Since the damage mechanism is mechanical in origin (the steam's preassure) there would be no cauterization, just a messy hole, pretty close to what a gun would cause, except the gore would go out both ways.

 

[Legix]

... So do laser weaponry in the setting have recoil? I figure no, but I can see "cinematic effect" being used for if they do. This is one lengthy talk that really doesn't answer the question posed... it just seems a lot like people arguing theories and possible science behind it.

 

[Navian]

I would sooner go with there being two types of weapons.

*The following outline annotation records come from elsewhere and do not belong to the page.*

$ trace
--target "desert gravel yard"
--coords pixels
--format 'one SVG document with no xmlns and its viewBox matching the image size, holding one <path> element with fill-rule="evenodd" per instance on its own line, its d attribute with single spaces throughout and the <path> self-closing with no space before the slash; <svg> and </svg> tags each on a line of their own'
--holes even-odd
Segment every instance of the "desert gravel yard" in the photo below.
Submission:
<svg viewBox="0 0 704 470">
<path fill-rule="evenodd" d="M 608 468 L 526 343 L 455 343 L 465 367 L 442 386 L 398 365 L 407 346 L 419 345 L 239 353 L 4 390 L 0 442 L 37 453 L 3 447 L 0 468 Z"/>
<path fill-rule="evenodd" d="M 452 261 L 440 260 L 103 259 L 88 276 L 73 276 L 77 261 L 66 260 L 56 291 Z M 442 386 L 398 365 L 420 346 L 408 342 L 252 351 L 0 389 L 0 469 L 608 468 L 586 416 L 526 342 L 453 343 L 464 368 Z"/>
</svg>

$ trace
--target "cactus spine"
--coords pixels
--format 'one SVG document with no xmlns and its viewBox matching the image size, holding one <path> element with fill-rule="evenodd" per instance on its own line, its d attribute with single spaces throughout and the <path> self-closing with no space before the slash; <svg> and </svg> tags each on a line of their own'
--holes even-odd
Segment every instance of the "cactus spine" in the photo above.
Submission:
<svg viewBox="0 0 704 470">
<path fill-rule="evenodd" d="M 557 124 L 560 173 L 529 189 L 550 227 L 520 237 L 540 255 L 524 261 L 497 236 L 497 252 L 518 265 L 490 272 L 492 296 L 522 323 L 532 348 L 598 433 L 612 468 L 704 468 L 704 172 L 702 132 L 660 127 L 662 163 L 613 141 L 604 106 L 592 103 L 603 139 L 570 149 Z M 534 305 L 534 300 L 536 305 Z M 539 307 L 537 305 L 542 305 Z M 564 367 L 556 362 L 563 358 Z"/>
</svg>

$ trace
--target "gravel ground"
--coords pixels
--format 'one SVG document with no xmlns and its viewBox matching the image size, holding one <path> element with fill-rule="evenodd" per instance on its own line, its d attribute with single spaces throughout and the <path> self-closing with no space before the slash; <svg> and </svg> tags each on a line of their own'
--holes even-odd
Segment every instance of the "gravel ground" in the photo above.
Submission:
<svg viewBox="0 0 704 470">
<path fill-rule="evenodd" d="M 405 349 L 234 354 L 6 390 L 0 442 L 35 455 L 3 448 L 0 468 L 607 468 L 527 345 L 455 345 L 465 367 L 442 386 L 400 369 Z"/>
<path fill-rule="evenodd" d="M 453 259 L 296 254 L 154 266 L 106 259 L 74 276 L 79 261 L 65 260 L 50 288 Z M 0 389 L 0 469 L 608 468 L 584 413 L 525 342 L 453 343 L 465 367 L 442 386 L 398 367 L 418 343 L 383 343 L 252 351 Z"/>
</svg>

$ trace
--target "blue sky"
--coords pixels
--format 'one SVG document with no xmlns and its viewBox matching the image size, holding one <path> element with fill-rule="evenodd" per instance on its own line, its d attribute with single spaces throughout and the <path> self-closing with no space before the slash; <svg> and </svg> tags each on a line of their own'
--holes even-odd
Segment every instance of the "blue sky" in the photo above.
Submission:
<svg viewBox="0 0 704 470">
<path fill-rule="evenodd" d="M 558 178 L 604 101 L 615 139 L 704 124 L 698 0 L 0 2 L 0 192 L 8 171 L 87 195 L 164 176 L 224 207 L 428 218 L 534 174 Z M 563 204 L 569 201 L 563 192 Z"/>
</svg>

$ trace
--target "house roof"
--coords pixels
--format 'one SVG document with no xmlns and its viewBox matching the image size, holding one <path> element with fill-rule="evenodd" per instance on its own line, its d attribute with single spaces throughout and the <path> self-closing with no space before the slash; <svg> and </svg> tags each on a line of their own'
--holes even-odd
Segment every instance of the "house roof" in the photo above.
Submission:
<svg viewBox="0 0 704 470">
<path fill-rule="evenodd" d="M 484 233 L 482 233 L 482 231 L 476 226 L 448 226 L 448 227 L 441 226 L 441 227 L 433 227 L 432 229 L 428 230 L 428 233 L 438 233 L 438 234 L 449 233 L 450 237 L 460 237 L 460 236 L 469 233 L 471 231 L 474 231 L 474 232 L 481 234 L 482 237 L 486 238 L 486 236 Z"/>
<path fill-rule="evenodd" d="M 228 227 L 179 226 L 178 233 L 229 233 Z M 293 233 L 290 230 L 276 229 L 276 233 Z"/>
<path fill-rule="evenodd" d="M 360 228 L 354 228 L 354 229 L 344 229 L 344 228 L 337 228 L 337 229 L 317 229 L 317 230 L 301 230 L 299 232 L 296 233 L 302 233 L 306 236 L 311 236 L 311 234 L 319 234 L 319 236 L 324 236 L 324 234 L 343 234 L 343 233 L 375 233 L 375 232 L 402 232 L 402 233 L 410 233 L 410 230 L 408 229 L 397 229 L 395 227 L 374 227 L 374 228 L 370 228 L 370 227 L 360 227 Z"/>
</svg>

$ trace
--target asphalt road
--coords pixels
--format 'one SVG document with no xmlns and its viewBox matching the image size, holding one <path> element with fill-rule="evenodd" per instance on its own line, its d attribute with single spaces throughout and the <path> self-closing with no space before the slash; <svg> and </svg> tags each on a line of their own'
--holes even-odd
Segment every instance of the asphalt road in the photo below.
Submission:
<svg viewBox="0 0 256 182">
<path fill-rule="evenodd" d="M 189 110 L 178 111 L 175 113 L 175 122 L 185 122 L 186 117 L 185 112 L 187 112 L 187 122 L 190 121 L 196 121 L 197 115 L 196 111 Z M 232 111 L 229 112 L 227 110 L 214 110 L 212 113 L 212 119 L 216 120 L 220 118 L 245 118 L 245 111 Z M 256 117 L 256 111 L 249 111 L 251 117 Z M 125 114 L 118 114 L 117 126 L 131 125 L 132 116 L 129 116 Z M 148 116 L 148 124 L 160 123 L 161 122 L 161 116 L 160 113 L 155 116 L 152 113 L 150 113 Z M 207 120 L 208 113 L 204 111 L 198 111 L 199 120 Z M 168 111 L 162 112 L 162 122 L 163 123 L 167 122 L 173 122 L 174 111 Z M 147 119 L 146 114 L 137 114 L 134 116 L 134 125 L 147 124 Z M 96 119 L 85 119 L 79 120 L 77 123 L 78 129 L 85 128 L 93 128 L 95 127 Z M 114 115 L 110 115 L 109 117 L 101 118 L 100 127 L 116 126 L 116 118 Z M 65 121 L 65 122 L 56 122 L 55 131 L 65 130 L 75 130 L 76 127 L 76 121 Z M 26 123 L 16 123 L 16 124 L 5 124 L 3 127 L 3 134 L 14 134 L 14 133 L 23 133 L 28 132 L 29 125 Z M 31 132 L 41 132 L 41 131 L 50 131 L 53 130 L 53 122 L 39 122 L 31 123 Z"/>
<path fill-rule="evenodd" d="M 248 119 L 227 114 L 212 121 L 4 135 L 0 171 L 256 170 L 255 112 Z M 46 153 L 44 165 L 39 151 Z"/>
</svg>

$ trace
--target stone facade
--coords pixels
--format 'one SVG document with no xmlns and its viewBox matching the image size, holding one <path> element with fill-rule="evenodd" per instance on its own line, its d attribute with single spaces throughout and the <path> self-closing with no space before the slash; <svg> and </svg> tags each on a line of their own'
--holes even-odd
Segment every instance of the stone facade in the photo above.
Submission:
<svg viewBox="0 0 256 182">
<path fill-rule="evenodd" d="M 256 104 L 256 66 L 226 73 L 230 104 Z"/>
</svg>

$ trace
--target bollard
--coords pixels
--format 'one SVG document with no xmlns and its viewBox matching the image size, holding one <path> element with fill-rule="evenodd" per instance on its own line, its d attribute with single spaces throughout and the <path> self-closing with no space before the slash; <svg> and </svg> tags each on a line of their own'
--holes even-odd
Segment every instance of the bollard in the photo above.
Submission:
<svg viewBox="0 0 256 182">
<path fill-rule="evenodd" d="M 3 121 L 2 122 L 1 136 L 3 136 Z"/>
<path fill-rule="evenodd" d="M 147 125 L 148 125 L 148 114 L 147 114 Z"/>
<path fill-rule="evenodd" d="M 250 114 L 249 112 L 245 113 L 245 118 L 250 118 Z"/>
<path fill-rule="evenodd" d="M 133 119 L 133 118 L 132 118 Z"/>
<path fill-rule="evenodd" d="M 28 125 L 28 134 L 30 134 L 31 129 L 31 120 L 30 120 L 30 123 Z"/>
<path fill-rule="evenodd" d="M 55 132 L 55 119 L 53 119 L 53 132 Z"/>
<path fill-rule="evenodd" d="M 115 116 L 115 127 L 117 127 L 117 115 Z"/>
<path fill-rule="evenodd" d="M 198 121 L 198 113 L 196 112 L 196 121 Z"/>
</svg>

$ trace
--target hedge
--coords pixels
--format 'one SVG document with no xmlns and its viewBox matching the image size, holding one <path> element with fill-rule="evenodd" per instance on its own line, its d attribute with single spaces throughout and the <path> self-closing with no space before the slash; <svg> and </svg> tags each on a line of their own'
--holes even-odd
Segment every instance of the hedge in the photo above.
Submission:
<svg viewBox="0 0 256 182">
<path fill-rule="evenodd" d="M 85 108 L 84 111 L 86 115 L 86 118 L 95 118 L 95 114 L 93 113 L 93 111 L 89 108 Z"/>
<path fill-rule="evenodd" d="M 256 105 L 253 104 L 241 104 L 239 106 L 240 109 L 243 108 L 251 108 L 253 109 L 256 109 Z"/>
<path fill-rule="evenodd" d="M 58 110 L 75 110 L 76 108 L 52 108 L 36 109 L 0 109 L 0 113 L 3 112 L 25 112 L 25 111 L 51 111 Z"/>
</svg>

Plasma weapons shoot physical projectiles (hot gas) so they may have recoil, lasers not so much, but they probably look similar (pew pew beams of colour, since invisible lasers are boring in anime.)

Pulse lasers make explosions on the surface of the target, beam lasers carve holes, and the really good weapons can switch modes, so you don't have to be stuck with the version that's less fun that day.